The increase in the number of alcohol-related assaults in this country looks like continuing unless a serious effort is made to educate young people in the dangers of excessive drinking. This is the message of four oral and maxillofacial surgeons in The British Medical Journal.

Between 1977 and 1987 the number of patients requiring attention for maxillofacial fracture resulting from car accidents fell by 34 per cent. During the same time there was a 10 per cent increase in the proportion of injuries resulting from assaults. Since that time, there has been an increase of 77 per cent in violent crime of all types, whereas there has been a 38 per cent fall in deaths and injuries from road accidents.

From the data gathered in a survey carried out last September by the British Association of Oral and Maxillofacial Surgeons, it is possible to estimate that half a million people suffer facial injuries every year, 125,000 of them in violent circumstances.

A great many of these assaults involve young people and in the majority of cases (61 per cent according to the survey) either the victim or the assailant had been drinking alcohol. Half the facial injuries sustained by people aged 15 to 25 were the result of assaults, nearly always in bars or in their immediate vicinity, and 40 per cent of these necessitated specialist maxillofacial surgery.

Writing in the BMJ, the four surgeons* state that "other countries with similar alcohol consumption figures have not experienced such an epidemic of assaults in young people. Brief interventions to tackle alcohol misuse in the aftermath of injury are both effective and valued by patients." In an attempt to alert young people to the risks of facial injury as a consequence of drinking and fighting, 200 oral and maxillofacial surgeons recently visited secondary schools throughout the country. It will be important to study the effects of this intervention.

The survey by the British Association of Oral and Maxillofacial Surgeons indicated that, whereas "four times more men than women sustained facial injuries in assaults, in the home the reverse was true." The survey demonstrated the alarming fact that nearly "half of all facial injuries sustained in assaults on women occurred in the home, presumably by members of the immediate family, and almost half these were associated with alcohol consumption by the victim or assailant."

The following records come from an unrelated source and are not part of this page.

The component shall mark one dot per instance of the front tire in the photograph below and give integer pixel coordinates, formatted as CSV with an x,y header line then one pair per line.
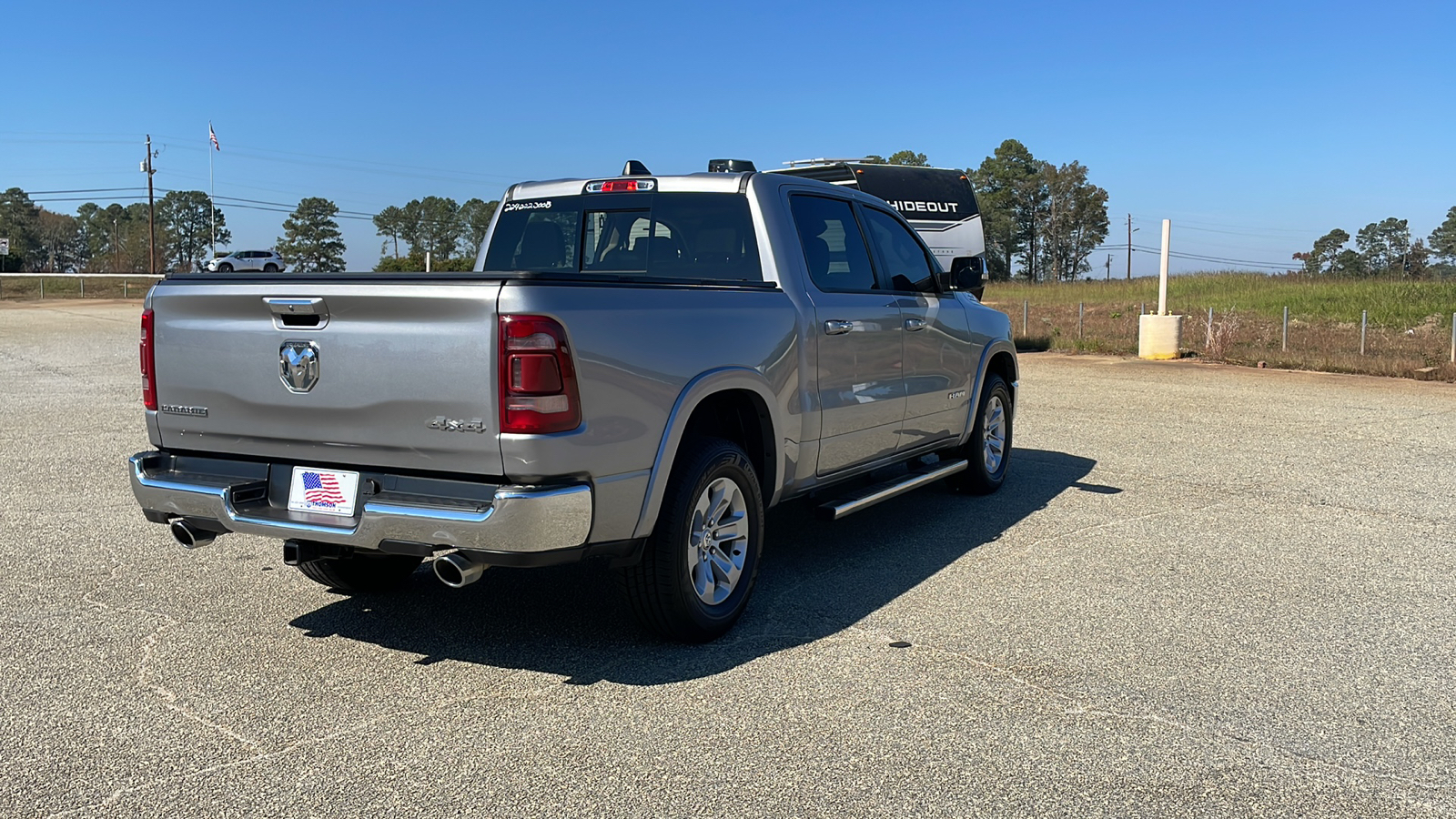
x,y
989,450
361,573
701,562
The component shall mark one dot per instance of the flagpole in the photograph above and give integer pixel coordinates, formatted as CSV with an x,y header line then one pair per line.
x,y
211,196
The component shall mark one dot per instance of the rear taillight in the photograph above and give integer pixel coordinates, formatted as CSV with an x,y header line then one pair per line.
x,y
149,361
538,376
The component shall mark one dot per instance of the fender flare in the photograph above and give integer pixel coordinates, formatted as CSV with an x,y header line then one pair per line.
x,y
701,388
995,347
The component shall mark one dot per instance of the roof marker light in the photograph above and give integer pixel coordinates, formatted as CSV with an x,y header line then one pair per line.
x,y
621,186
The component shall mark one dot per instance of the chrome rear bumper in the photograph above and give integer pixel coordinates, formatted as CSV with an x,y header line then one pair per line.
x,y
516,519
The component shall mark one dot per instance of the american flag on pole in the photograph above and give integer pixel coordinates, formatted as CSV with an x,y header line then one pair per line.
x,y
322,489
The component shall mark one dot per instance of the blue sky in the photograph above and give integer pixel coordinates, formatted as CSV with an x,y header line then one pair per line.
x,y
1256,127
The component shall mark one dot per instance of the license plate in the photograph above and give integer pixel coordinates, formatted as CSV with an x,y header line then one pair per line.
x,y
325,491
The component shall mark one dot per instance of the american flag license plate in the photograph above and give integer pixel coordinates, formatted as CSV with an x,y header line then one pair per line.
x,y
325,491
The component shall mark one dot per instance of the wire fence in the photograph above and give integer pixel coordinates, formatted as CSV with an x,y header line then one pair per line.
x,y
1285,341
19,286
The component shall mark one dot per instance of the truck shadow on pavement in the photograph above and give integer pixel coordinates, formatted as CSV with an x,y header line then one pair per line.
x,y
815,581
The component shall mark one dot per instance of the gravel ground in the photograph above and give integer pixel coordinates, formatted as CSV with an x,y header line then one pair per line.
x,y
1203,592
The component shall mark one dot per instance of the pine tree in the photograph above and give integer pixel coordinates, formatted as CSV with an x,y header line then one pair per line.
x,y
310,239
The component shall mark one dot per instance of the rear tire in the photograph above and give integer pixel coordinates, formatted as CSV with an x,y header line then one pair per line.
x,y
989,450
701,562
361,573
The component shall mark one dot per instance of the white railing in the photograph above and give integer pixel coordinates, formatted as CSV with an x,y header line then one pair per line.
x,y
84,278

It is an inescapable conclusion that alcohol drinking and assault are the "major factors responsible for serious facial injuries in young adults." It is interesting to note that "the effect of alcohol in increasing vulnerability to injury may be more important than its effect on aggression." The surgeons conclude that "the most beneficial strategy may be to target 13-14 year olds and educate them about the dangers of excessive alcohol consumption and its association with assaults and road accidents."